Many specialty coffee companies sell dark roasts, of course—especially in the United States where tastes have typically skewed darker. And in 2022, roasting dark doesn’t have to mean covering up flaws—more developed coffee generally has more sweetness and a heavier body, and those are characteristics that many customers are looking for.

Offering dark roasts, as Lalonde sees it, is a way to broaden the pool of potential customers who might like the idea of specialty coffee but are put off by the taste of lighter roasts. Maybe it’s someone who’s used to their diner coffee, maybe they like to add cream—why not roast a little darker to attract them? “I’m not here to judge people’s taste,” Lalonde says. “You want to put caramel in there, you want to put a bunch of sugar in there? That’s all fine.”

Over the shoulder of a person in a beanie hat resting on their arm while looking at a computer screen
Rabbithole Roasters’ David Lalonde

Dark, Darker, Medium+

Like almost everything else in coffee, roast level and what is considered “dark” is subjective. What does Lalonde mean when he talks about dark roast? His company uses an internal scale of 1-5, with 5 being darkest, to help customers navigate and compare their various offerings.

When talking to specialty coffee drinkers, Lalonde will call a roast darker, or use the term “medium-plus” but to others, it’s just a straight dark roast. “People in specialty coffee really think that I'm doing a dark dark roast,” he says. “But if you put my coffee in a grocery store, for sure my darkest roast would be labelled medium.”

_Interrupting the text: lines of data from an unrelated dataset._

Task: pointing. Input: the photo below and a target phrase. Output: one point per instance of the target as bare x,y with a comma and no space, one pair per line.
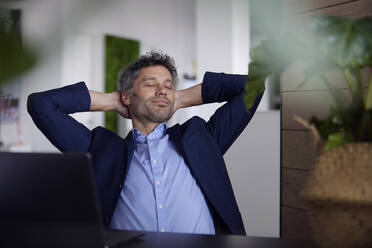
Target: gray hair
129,73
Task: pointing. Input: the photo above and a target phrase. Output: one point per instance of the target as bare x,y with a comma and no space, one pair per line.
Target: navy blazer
202,144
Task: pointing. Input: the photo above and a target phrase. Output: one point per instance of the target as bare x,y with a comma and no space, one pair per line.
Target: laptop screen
48,200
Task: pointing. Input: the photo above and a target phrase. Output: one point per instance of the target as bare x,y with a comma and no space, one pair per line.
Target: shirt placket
157,169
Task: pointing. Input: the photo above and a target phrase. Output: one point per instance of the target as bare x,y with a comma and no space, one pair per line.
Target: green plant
15,58
334,42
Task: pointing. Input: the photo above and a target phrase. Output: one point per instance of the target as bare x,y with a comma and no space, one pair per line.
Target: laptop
50,200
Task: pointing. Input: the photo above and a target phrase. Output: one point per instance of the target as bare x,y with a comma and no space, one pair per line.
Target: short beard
152,116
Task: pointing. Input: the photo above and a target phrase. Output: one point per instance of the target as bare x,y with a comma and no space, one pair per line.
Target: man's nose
161,90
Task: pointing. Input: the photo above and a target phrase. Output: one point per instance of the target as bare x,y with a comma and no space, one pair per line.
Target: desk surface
161,240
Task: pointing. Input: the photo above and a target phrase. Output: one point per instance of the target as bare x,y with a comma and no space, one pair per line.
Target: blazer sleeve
50,112
228,122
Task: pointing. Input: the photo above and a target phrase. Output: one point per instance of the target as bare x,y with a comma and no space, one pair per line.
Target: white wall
70,34
253,163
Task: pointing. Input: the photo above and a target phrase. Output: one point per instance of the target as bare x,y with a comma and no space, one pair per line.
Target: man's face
153,95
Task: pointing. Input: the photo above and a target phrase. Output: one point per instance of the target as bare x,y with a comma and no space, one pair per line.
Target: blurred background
68,41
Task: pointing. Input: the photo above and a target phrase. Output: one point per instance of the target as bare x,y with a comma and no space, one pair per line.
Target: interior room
90,41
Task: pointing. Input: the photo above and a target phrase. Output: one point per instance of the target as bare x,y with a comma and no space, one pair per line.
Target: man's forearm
103,101
189,97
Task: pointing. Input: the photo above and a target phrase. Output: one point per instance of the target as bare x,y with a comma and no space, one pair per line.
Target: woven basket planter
339,195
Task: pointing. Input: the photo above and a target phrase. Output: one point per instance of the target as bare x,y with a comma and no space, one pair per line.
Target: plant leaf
369,95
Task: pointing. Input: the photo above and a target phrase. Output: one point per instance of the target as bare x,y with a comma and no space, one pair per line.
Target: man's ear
125,98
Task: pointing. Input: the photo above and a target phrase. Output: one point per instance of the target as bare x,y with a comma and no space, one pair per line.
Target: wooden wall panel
294,181
298,150
295,223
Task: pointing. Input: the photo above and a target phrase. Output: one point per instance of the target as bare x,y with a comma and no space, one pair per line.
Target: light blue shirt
159,193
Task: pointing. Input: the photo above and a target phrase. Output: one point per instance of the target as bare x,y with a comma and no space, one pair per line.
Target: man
157,178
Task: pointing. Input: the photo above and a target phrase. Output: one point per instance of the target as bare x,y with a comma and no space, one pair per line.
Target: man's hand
108,101
188,97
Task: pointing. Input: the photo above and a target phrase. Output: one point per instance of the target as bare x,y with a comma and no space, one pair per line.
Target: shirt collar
158,133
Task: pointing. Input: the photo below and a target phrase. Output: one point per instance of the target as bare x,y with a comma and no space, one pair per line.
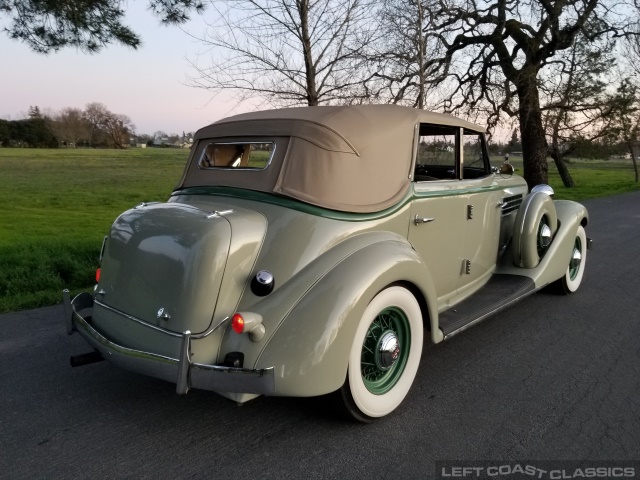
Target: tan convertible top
349,158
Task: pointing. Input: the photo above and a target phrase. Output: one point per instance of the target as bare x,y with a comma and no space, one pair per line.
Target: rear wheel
384,357
572,278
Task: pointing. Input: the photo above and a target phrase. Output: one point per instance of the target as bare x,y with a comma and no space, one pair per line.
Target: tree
118,128
573,87
49,25
405,56
94,115
496,49
107,128
70,126
289,52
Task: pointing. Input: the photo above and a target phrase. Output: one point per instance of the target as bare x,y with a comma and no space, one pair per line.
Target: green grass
56,206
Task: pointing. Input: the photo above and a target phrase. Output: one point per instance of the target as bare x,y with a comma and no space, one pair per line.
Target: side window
476,162
436,157
241,155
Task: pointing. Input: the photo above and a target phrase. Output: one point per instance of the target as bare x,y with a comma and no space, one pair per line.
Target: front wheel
572,278
384,356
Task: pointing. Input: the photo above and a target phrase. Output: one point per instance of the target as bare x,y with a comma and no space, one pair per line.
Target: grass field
56,206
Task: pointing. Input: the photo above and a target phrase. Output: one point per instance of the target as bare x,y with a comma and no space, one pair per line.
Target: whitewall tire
572,278
384,356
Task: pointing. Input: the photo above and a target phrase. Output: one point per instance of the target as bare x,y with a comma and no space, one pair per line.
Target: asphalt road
554,378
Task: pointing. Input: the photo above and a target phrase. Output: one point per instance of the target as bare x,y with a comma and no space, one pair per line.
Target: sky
148,84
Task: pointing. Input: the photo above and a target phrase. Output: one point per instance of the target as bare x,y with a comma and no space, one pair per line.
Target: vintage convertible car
305,251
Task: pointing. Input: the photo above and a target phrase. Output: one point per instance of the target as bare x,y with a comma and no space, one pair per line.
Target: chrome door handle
420,220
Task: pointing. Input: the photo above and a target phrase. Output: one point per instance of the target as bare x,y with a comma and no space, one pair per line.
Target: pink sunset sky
148,84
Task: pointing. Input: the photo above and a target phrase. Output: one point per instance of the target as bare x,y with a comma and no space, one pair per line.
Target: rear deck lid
164,263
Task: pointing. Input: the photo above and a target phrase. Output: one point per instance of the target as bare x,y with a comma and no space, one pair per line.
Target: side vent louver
511,204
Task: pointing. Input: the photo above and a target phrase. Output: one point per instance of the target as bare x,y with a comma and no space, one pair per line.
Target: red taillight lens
237,323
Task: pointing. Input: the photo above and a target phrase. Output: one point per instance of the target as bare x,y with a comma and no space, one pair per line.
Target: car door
454,220
438,222
483,197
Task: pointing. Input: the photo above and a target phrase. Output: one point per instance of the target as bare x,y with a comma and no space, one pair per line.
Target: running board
499,293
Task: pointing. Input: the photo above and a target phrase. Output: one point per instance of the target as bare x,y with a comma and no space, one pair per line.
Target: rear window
237,155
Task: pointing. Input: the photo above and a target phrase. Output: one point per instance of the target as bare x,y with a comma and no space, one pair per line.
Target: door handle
420,220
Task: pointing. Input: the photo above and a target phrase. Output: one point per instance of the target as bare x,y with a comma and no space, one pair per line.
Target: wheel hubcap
385,350
576,259
388,350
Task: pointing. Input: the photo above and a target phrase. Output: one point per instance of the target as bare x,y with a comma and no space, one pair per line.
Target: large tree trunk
309,65
633,158
534,143
567,181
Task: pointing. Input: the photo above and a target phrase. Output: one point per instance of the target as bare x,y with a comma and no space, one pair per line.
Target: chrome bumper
180,371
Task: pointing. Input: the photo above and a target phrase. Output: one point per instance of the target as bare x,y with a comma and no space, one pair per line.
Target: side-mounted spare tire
535,226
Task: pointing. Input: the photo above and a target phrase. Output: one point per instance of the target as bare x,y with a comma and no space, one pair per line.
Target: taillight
248,322
237,323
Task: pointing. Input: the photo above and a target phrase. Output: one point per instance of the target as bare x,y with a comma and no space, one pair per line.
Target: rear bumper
180,371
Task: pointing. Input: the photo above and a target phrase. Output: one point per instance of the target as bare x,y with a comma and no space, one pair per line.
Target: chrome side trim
135,319
180,371
155,327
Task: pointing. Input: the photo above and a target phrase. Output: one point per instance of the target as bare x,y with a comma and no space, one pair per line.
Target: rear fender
310,348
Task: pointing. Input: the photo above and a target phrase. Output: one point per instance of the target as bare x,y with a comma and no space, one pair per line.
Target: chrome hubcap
576,259
388,350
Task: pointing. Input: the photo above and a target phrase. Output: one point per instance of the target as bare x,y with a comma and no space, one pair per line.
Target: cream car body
337,234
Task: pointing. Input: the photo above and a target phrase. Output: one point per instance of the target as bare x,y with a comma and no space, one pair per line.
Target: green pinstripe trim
290,203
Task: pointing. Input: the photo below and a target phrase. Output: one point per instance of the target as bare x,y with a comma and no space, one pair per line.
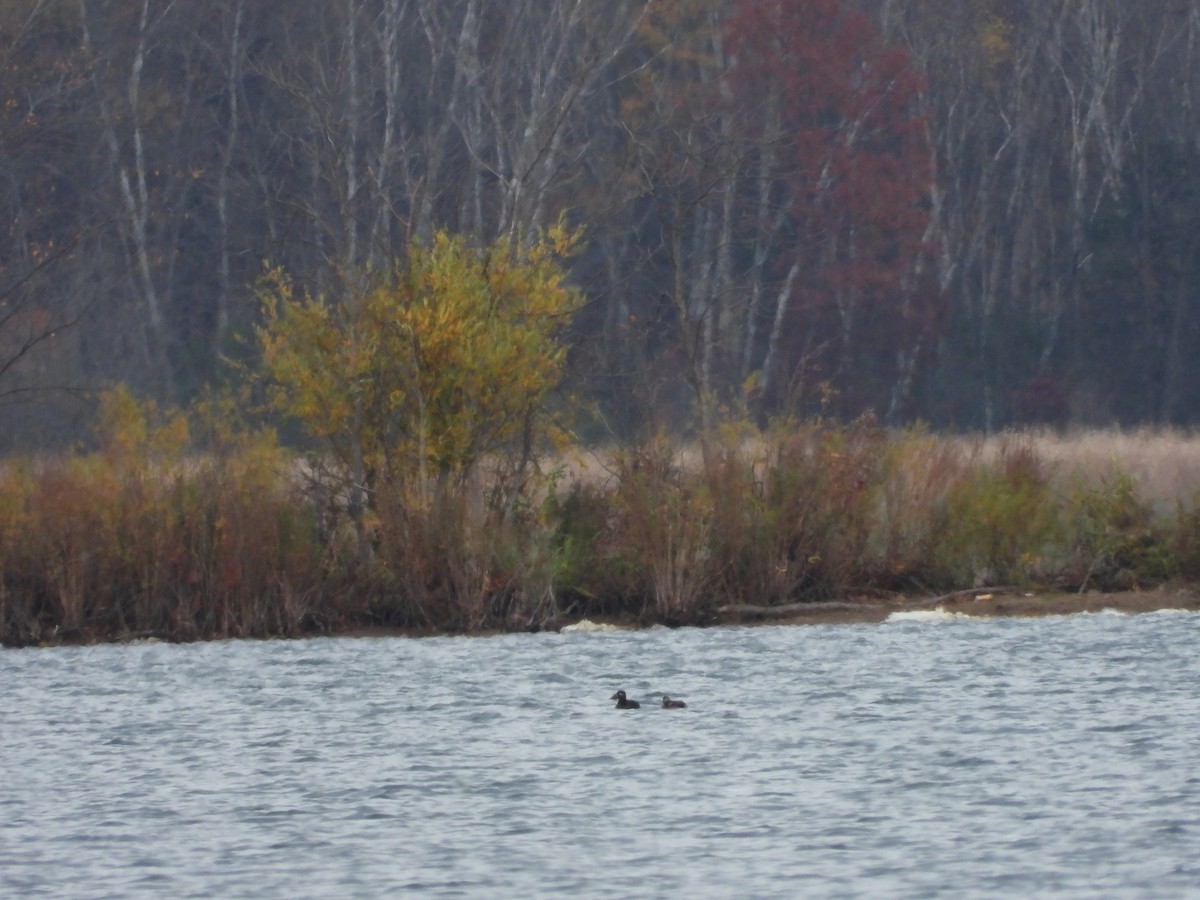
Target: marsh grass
149,535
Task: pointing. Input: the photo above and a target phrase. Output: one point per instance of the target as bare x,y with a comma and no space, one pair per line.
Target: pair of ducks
625,703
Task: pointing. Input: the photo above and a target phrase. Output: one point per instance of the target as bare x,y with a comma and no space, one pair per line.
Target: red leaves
861,167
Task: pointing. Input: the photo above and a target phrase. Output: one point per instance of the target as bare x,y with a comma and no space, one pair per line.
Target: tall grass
183,535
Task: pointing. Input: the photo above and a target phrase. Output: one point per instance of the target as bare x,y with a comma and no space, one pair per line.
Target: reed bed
147,537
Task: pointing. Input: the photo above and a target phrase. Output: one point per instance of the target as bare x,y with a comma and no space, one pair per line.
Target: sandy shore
983,603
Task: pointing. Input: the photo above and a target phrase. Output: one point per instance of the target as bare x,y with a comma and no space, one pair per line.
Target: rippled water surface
912,759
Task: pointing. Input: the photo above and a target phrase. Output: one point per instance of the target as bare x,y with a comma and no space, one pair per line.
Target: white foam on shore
587,627
939,613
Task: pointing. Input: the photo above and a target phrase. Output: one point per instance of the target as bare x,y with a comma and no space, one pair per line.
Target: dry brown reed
148,537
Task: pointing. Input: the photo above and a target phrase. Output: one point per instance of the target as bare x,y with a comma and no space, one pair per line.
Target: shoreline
984,603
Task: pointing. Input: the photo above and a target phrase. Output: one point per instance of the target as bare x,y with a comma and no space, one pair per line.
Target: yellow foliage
445,359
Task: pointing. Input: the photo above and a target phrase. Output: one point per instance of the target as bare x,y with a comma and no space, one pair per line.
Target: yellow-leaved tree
436,365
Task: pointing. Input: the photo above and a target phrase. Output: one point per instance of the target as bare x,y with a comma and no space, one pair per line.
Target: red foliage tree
859,179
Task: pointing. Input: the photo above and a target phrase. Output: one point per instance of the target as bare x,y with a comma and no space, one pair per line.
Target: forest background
973,214
637,309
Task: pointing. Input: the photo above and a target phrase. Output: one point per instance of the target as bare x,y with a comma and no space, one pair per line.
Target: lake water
919,757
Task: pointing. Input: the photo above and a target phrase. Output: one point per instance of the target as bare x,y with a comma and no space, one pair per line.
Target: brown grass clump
148,535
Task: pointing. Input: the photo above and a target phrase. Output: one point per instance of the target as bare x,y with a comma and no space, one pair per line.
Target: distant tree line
973,213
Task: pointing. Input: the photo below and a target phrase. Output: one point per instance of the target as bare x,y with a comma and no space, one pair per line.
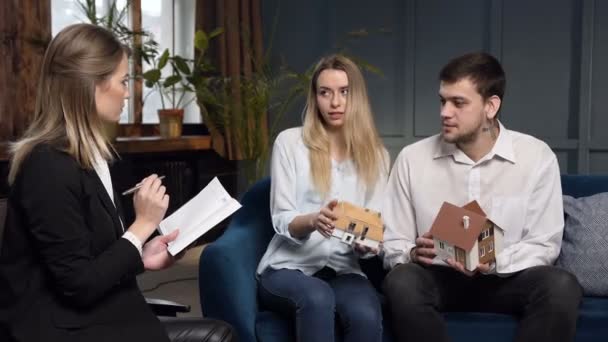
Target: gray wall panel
537,57
599,92
443,29
378,26
553,52
598,163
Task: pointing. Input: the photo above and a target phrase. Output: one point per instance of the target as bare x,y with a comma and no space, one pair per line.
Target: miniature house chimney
466,221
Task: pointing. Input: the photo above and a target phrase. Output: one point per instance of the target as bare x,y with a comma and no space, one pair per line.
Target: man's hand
424,252
483,268
155,254
323,221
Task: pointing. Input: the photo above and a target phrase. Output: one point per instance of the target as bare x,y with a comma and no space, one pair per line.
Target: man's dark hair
481,68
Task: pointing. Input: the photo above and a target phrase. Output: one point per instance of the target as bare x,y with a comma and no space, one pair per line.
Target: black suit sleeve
51,192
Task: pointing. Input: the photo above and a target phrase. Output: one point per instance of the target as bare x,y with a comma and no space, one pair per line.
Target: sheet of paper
203,212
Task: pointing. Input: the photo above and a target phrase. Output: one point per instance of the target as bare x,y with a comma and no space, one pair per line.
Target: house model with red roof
356,224
466,235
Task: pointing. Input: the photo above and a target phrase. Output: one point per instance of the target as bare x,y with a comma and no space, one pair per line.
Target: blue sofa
228,288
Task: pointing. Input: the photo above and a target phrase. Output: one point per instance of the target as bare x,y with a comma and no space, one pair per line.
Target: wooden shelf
159,144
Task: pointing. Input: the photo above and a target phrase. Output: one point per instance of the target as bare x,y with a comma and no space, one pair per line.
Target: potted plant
185,77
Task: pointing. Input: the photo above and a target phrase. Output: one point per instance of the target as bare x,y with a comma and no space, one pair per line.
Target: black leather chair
179,329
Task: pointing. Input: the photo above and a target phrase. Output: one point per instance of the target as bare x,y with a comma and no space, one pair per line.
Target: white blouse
292,194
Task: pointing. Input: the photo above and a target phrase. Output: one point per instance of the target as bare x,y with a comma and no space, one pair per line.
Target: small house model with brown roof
356,224
466,235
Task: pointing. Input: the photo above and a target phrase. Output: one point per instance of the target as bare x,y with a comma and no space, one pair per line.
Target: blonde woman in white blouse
336,155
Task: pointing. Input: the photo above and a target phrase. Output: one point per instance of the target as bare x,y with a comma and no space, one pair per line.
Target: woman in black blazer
67,262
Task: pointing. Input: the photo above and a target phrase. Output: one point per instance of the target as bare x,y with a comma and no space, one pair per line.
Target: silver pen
136,187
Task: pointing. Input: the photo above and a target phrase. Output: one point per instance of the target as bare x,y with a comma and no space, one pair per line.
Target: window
364,234
171,23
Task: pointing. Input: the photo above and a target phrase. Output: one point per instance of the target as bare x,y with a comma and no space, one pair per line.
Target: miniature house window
365,230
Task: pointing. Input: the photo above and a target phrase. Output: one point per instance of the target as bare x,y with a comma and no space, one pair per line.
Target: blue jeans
317,303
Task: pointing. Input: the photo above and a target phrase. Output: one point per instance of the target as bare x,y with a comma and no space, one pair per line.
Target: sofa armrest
162,307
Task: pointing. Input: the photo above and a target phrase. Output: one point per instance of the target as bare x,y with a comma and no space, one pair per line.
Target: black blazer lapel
102,193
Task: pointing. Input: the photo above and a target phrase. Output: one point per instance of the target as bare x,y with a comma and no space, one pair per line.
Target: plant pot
170,122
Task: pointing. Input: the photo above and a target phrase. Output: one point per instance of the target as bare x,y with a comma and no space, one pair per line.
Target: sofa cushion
584,250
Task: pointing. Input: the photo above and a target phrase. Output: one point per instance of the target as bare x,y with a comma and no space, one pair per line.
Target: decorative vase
170,122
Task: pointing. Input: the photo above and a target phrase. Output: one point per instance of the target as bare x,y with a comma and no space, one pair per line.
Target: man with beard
516,180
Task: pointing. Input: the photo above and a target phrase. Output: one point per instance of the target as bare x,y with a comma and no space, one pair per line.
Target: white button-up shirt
517,185
292,194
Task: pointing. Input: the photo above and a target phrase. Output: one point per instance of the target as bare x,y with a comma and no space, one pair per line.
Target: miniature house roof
449,226
349,213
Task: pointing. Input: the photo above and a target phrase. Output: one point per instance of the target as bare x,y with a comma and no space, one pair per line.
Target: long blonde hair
363,145
80,57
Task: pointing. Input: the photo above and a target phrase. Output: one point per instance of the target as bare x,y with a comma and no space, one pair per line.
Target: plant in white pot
172,90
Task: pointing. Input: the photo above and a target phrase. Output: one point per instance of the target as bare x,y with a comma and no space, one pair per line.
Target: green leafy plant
141,42
186,75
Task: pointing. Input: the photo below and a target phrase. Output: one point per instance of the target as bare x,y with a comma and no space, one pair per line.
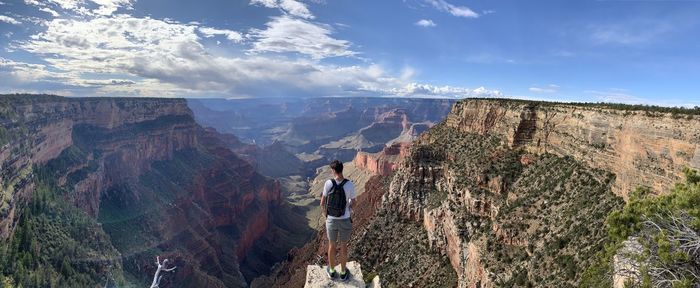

Rabbithole offers several different roast levels, and in some cases even roasts the same coffee light and dark—that way customers who want to try their Ethiopia Shoondisa, for example, have different versions to choose from based on their preferences.

Lalonde is pretty open about his reasons for promoting darker roast profiles. “For me as a business owner, it’s two-fold,” he says. “Increasing the amount of specialty coffee that I can buy from small producers—if I do dark roast and then my business grows 20% I can buy 20% more greens. But it also helps me as an individual to just pay the bills and things like that.”

Know someone who likes dark roast coffee? Let them they’re not alone!

Losing Points

He also takes issue with how specialty coffee views roast levels. According to Lalonde, the way that quality is assessed in specialty coffee, the way a coffee is judged and scored, favours light-roasted beans. The Specialty Coffee Association (SCA) cupping form, or grid as he calls it, tries to assess a coffee’s acidity, body, aftertaste, and so on. “There are so many points where acidity and bitterness is going to make the coffee unbalanced,” Lalonde says, “so every time the coffee is a bit too dark, you're gonna lose a lot of points.”

“I was a Q Grader for years, and if you gave me the Shoondisa dark, using just the SCA grid I would probably grade it at 86 points, very solid. But if I used the grid the way I was taught, if I wanted to be calibrated with my fellow Q graders, I would have to grade it 82 points. So how can you justify it if your tasting grid, with the exact same beans but different roast profiles, is going to score four points apart?”

Using only taste to define what counts as specialty coffee is, to Lalonde, inherently flawed. There’s so much else that goes into a coffee that doesn’t fit on a cupping form. “A tasting grid should take into account how much you paid, what was the local price, how many harvests in a row have you bought the same coffee from the same producer because it means you brought them stability. All of this should be taken into account when you grade a coffee.”

More roasters are starting to embrace darker coffees, or at least being open and accepting of those who prefer them. Taste is subjective, in the end, and as long as producers are being paid fairly and the coffee still tastes good, roasters shouldn’t be ashamed to expand their offerings.

As Lalonde puts it, “If I sell more coffee to people who want a dark roast, and I do dark specialty, ultimately it's good for the farmers.”